I love the rules of the game and the complexity. I love the pacing of it and the numerous skills involved by all of the players. I love the offense and I love the defense. I love the dancing, prancing, and outlandish celebrations by the players who score touchdowns; I am upset those celebrations have been tempered by the NFL, because I think they are a part of the immense joy that can only come from scoring an impossibly fantastic touchdown in front of tens of thousands of people. I don’t like the violence and its increasing prevalence, but overall, I really enjoy a good football game.
I was watching highlights of the Giants game the other night, though (yes, I even like watching ESPN football highlights), and a player got sacked. Hard. Normally, this would elicit a wince from me and maybe some utterance like, “Ow, that must’ve hurt.” But this time, I had a different reaction. When sacked and brought to the ground, this player’s body contorted in grotesque ways; joints splayed out in angles not predicted by anatomical geometry. I wondered if I had just witnessed his body and his soul parting ways. It looked truly horrible and I felt really yucky inside.
Then I realized why I was having such a strong reaction. In that flash of observation, it occurred to me that this man is someone’s son. And that hit me like a ton of bricks. I wondered what his mother felt like watching this occur. I wondered if she was even watching at all, and if not, what would it be like for her to see her son’s body crushed like this on the evening news?
The player rolled over, unfurled his legs, and got up. Miraculously, he was fine. But I wasn’t. I couldn’t stop thinking about this man’s mother. And I realized in that moment that since I became a mom, I view the world differently because I am a mom.
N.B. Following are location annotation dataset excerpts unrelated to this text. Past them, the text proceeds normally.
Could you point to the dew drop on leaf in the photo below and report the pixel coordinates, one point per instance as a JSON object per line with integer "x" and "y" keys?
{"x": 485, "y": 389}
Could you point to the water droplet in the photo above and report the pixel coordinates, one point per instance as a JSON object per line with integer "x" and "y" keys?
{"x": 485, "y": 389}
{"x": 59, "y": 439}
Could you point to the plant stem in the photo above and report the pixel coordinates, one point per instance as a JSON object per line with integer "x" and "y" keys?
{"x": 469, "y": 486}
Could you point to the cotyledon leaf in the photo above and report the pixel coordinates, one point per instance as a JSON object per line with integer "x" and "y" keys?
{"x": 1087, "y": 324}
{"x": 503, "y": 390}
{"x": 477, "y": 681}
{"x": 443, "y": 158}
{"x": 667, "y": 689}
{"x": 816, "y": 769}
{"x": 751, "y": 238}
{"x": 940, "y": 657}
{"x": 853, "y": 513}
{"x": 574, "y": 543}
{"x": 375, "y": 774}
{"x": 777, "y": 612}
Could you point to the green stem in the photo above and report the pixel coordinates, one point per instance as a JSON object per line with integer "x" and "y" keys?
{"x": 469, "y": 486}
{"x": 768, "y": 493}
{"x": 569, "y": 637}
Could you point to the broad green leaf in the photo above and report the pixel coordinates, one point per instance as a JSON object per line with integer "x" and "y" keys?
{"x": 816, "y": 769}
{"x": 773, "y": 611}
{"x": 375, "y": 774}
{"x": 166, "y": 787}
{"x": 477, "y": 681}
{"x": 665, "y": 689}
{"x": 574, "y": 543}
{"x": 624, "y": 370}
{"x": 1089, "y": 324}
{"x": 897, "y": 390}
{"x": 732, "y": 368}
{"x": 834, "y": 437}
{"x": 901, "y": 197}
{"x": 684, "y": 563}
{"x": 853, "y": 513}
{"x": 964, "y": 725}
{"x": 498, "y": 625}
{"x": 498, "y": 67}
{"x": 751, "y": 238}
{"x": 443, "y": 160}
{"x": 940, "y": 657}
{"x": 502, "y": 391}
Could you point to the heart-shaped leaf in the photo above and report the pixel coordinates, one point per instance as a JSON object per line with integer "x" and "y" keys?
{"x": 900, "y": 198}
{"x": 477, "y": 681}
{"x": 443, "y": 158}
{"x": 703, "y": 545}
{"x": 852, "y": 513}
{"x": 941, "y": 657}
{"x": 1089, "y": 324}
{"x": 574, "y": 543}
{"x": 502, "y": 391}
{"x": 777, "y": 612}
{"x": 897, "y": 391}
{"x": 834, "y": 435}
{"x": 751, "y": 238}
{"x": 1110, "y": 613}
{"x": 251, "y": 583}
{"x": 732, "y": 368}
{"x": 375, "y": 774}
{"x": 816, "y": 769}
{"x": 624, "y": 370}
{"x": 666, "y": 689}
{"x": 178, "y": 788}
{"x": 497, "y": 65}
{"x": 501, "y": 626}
Take the Olympics. Watching the Olympics is a vastly different experience now that I am a mom; I used to be fascinated by someone achieving something so huge and incredible and difficult. Now that I am a mom, I am fascinated by someone’s child achieving something so huge and incredible and difficult. And it seems that everyone I meet for the past 6 years receives this scrutiny and awe from me: doctors, lawyers, check-out clerks, the garbage man, the plumber… Everyone came from a mother and everyone is someone’s child.
I see homeless people on the street and I wonder, who are their mothers? Were their childhoods happy? Did their mother look at them on Day 1 and say, “Oh my God. I can’t believe I made you.” How did they end up homeless? Where did life shift for them so that they are on the off ramp of the freeway asking for change? Couldn’t their mother help them? Maybe not. And that’s sad, too.
Of all of the mixed blessings of parenthood – the joy, the exhaustion, the agony, and the ecstasy – this shift in perception perplexes me the most. Am I grateful to have this awareness? Or is it a hindrance that turns every sad happening into something far sadder and more complicated than it needs to be? For the misogynists who claim women should not hold high-ranking military positions or political office because of their “woman-ness,” is this why!? Have I become a mushy hypersensitive hormonal Mom!?
I may not be able to tease all of that apart, and I don’t know that I need to. Who knew that we would change so much at this stage of life? That we would reach our 20s, 30s and even our 40s and have revelation and humility and tenderness for a football star on a field thousands of miles away simply because we are moms! I wonder if women who never have children (by choice or by circumstance) feel this way about contorted football players. Is this something “only moms” can understand?
Perhaps. But it doesn’t much matter. What matters is that I am connected to every mother and, apparently, every child, more deeply and elaborately than I ever was before. And it’s all because I am someone’s mom.